Gorgeous from the get-go, Drescher was first runner-up for Miss New York Teenager in 1973. She briefly attended CUNY and cosmetology school, and then began to get cast in movies. Because on top of being beautiful and talented, with that accent and vocal fry she's a very handy TYPE. People may forget that she was in tons of big things prior to The Nanny. Her early movies included Saturday Night Fever (1977), American Hot Wax (1978), Wes Craven's Summer of Fear a.k.a. Stranger in Our House (1978), Ragtime (1981), Doctor Detroit (1983), This is Spinal Tap (1984), UHF (1989) and Cadillac Man (1990), among other films, and memorably guested on episodes of TV shows like Who's the Boss?, Night Court, and ALF, et al. In 1993 was in the TV movie Without Warning: Terror in the Towers, about the first attack on the World Trade Center earlier that year.

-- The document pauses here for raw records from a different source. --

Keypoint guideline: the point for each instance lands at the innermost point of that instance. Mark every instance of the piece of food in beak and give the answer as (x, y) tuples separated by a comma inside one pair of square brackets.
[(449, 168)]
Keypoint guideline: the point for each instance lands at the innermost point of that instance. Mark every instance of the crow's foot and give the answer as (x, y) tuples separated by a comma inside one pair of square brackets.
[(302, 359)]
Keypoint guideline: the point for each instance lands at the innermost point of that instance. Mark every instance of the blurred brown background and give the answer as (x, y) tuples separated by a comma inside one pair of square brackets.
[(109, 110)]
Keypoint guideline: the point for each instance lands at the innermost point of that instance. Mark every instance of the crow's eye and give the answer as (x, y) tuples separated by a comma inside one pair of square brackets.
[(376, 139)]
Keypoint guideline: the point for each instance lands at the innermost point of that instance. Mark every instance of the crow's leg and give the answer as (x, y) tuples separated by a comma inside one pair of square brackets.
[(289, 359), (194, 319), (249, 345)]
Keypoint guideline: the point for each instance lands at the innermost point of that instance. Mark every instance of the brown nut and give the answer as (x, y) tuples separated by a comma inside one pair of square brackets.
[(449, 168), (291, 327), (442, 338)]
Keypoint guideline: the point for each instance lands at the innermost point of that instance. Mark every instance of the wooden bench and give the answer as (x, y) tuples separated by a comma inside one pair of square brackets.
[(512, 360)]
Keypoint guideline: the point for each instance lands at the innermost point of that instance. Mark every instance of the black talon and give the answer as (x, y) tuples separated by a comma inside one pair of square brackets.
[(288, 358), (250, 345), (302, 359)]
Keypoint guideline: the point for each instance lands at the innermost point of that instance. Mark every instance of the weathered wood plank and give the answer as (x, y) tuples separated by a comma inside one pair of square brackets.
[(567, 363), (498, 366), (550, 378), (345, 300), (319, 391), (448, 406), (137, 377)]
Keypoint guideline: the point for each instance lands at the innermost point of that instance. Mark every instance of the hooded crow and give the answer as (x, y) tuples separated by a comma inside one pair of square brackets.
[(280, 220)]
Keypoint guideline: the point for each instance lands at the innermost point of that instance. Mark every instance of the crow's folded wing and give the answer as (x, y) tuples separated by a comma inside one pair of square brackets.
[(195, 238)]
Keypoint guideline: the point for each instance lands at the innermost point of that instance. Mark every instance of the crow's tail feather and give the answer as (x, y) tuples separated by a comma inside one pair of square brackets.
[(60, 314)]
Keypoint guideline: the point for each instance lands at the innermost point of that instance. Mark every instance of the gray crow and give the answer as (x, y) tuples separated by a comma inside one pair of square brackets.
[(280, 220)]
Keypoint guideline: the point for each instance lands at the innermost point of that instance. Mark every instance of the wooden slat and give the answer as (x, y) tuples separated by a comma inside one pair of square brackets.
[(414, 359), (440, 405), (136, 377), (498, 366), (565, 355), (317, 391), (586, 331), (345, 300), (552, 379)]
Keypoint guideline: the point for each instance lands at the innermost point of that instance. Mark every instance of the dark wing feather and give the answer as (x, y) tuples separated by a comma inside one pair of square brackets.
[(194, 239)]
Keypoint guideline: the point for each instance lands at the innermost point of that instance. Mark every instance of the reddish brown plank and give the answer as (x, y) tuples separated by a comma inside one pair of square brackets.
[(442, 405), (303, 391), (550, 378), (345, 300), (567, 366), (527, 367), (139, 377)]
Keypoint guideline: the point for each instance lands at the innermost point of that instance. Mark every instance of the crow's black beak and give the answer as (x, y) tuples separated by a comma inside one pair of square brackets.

Then came The Nanny (1993-99) cooked up with her husband and childhood sweetheart Peter Marc Jacobson. While I've always found Drescher irresistible, I wasn't crazy about the show at the time. I thought the Cinderella story thing was pretty unoriginal, and thought her character was as well. With the big hair and the garish, tacky outfits. It's not like any of that was new. In time, it sank in that the vehicle was crafted specifically for her pre-existing personality. It wasn't a put-on. The thing was built around HER, not the other way around. By now, 30 years later, I find it pretty charming and something of a modern sit-com classic.
Throughout these years, she also appeared in four particularly unsuccessful films: a big screen version of Car 54, Where Are You? (1994), Francis Ford Coppola's Jack (1996), The Beautician and the Beast (1997, for which she won a Razzie), and the ensemble film Picking Up the Pieces (2000, called by Cheech Marin "the worst movie I ever starred in" -- think about some of the movies he starred in). Other misfortunes accrued. Experiencing symptoms since 1998, she was diagnosed with uterine cancer two years later and had to undergo an emergency hysterectomy Meanwhile, she had (amicably) divorced her husband, who had come out as gay. These, and an early rape and robbery were discussed in her 2002 book Cancer Schmancer, a somewhat more sober work than her first literary effort, Enter Whining (1996).
In addition to becoming a healthcare advocate, she has soldiered on in show business over the last two decades. There were four less successful TV shows, Living with Fran (2005-06), The Fran Drescher Show (2010), Happily Divorced (2011-13) and Indebted (2020). She has voiced one of the principal characters in the Hotel Transylvania animated films since 2012. And there was appearances on Broadway included Rodgers and Hammerstein's Cinderella (2014, 2015).
And of course her rebirth as a labor leader. I very much look forward to what may come next.